Under current GAAP, entities normally amortize the premium as an adjustment of yield over the contractual life of the instrument. Stakeholders have expressed concerns with the current approach on the basis that current GAAP excludes certain callable debt securities from consideration of early repayment of principal even if the holder is certain that the call will be exercised. As a result, upon the exercise of a call on a callable debt security held at a premium, the unamortized premium is recorded as a loss in earnings. Further, there is diversity in practice (1) in the amortization period for premiums of callable debt securities, and (2) in how the potential for exercise of a call is factored into current impairment assessments. Another issue is that the practice in the United States is to quote, price, and trade callable debt securities assuming a model that incorporates consideration of calls (also referred to as “yield-to-worst” pricing).
The ASU shortens the amortization period for certain callable debt securities held at a premium and requires the premium to be amortized to the earliest call date. However, the amendments do not require an accounting change for securities held at a discount; the discount continues to be amortized to maturity.
The amendments are effective for public business entities for annual periods beginning after December 15, 2018, including interim periods within those annual periods. For other entities, the amendments are effective for annual periods beginning after December 15, 2019, and interim periods within annual periods beginning after December 15, 2020. Early adoption is permitted.
Entities are required to apply the amendments on a modified retrospective basis through a cumulative-effect adjustment directly to retained earnings as of the beginning of the period of adoption. The entity is required to provide disclosures about a change in accounting principle in the period of adoption. The Corporation plans to adopt ASU 2017-08 in the first quarter of 2019. Adoption of this ASU is not expected to have a significant effect on the Corporation’s consolidated financial statements.

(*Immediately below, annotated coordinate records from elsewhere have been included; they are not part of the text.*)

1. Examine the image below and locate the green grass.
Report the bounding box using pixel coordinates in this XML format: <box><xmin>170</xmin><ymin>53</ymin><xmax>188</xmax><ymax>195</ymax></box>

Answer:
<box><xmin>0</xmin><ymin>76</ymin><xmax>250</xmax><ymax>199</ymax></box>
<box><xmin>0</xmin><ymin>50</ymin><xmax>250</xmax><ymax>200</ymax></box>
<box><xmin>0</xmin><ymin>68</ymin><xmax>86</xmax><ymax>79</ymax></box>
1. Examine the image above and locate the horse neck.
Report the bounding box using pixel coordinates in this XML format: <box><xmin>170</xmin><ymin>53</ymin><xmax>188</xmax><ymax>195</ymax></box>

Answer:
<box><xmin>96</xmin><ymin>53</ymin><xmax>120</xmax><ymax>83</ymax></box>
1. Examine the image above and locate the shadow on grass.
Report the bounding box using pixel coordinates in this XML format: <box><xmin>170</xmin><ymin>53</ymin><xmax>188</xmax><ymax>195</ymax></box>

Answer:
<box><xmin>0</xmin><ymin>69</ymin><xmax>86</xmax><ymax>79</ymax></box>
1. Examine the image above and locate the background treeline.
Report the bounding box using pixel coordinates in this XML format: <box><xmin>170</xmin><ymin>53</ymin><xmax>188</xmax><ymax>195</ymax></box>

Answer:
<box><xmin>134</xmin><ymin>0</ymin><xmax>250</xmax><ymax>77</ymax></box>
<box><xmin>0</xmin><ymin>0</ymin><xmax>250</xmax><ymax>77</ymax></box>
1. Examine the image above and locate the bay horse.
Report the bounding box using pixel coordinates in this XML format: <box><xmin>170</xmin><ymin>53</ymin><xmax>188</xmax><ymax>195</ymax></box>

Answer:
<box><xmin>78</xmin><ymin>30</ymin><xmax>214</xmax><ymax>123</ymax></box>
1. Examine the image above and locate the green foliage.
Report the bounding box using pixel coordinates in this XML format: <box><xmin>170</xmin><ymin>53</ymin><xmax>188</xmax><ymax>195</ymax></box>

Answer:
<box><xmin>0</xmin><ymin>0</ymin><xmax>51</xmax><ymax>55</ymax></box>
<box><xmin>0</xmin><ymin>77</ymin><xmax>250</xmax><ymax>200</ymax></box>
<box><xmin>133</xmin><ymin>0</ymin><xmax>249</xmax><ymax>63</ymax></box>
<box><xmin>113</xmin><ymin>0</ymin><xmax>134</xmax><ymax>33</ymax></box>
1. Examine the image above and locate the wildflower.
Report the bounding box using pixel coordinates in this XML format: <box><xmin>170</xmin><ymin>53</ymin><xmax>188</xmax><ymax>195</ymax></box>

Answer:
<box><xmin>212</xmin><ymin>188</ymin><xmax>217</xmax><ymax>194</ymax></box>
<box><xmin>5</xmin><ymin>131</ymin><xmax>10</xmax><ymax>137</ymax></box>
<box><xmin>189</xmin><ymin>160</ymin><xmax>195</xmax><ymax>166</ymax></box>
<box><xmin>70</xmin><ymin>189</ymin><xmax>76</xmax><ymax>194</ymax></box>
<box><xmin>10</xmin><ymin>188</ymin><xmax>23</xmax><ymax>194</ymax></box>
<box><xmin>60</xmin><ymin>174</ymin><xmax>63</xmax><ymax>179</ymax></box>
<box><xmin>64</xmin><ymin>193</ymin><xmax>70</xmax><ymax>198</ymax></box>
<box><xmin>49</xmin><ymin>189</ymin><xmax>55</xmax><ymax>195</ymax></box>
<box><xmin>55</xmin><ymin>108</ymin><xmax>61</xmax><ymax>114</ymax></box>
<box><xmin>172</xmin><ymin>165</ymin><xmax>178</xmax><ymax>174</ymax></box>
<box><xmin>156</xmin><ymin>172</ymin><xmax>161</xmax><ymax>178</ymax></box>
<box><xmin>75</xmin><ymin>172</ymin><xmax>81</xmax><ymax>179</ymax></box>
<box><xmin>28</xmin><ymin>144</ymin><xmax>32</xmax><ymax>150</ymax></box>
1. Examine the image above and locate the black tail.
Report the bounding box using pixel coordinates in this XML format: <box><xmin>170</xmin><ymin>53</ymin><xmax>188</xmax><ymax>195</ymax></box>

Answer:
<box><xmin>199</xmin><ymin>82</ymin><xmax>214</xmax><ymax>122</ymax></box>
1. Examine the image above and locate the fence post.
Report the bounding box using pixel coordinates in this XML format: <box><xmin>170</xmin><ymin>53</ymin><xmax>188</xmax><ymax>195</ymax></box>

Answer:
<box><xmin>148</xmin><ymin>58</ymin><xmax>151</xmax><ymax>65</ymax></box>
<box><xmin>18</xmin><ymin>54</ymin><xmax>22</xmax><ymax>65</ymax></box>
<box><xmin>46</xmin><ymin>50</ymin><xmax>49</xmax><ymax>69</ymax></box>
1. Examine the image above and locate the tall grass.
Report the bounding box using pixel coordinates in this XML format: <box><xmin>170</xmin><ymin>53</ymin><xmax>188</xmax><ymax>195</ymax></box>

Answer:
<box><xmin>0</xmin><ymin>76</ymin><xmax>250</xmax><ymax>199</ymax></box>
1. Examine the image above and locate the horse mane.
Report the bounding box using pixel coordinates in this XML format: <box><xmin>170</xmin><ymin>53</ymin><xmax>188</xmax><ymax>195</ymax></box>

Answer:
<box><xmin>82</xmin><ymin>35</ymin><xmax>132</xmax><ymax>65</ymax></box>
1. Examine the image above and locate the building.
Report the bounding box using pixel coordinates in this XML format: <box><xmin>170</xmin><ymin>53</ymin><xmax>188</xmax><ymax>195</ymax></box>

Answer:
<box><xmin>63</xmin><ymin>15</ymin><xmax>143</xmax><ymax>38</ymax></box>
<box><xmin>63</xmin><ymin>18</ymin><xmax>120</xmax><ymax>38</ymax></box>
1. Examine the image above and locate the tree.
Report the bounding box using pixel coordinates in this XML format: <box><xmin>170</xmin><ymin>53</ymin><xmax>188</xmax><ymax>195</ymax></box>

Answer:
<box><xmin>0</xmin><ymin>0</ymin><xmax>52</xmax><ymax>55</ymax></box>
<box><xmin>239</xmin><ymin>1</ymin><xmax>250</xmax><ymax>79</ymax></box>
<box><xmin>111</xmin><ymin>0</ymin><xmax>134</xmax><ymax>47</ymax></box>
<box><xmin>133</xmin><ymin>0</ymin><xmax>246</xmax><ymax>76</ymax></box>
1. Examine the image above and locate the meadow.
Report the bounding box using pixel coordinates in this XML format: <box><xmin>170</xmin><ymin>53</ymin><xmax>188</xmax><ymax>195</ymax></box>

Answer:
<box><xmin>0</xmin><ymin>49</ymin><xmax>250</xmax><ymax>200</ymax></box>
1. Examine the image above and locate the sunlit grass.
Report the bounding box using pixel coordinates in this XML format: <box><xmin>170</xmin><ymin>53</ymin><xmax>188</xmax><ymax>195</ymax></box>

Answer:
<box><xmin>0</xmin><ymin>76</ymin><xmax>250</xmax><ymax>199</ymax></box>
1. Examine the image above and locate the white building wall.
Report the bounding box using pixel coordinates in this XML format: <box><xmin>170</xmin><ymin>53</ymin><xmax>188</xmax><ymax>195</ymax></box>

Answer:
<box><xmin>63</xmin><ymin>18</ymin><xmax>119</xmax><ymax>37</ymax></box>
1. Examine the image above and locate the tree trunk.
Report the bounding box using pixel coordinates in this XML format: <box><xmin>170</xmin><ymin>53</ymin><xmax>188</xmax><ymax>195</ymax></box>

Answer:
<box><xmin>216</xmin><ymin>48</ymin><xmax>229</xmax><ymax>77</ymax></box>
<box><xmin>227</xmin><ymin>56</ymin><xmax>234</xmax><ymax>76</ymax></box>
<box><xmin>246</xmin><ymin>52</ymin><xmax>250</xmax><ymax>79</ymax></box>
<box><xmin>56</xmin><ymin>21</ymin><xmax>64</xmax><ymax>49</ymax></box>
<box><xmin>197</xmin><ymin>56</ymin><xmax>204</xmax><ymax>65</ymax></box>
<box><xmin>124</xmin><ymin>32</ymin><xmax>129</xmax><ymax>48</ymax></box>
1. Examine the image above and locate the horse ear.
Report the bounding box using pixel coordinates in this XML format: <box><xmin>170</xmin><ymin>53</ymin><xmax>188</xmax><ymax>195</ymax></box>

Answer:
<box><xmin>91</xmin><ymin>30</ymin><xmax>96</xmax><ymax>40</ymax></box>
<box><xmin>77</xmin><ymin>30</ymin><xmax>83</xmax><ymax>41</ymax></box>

FASB Accounting Standards Update No. 2016-13, Financial Instruments - Credit Losses (Topic 326): Measurement of Credit Losses on Financial Instruments

Summary - The FASB has issued Accounting Standards Update (ASU) No. 2016-13, Financial Instruments - Credit Losses (Topic 326): Measurement of Credit Losses on Financial Instruments. This new guidance was issued to address concerns that current generally accepted accounting principles (GAAP) restricts the ability to record credit losses that are expected, but do not yet meet the “probable” threshold by replacing the current “incurred loss” model for recognizing credit losses with an “expected life of loan loss” model referred to as the Current Expected Credit Loss (CECL) model.
Under the CECL model, certain financial assets carried at amortized cost, such as loans held for investment and held-to-maturity debt securities, are required to be presented at the net amount expected to be collected. The measurement of expected credit losses is to be based on information about past events, including historical experience, current conditions, and reasonable and supportable forecasts that affect the collectability of the reported amount. This measurement will take place at the time the financial asset is first added to the balance sheet and periodically thereafter. This differs significantly from the “incurred loss” model required under current GAAP, which delays recognition until it is probable a loss has been incurred. The change could materially affect how the allowance for loan losses is determined and cause a charge to earnings through the provision for loan losses. Such would adversely affect the financial condition of the Corporation.
The ASU is effective for SEC filers for fiscal years, and interim periods within those fiscal years, beginning after December 15, 2019 (i.e., January 1, 2020, for calendar year entities). Early application will be permitted for all organizations for fiscal years, and interim periods within those fiscal years, beginning after December 15, 2018. The Corporation plans to adopt this ASU in the first quarter of 2020.
The Corporation expects a one-time cumulative-effect adjustment to the allowance for loan losses will be recognized in retained earnings on the consolidated balance sheet as of the beginning of the first reporting period in which the new standard is effective, as is consistent with regulatory expectations set forth in interagency guidance issued at the end of 2016. The Corporation purchased vendor software and is currently in the implementation process. The implementation team meets on a regular basis to oversee activities and monitor progress. Methodologies are still being evaluated at this time so the magnitude of any such adjustment or the overall impact of the new standard on the financial condition or results of operations cannot yet be determined.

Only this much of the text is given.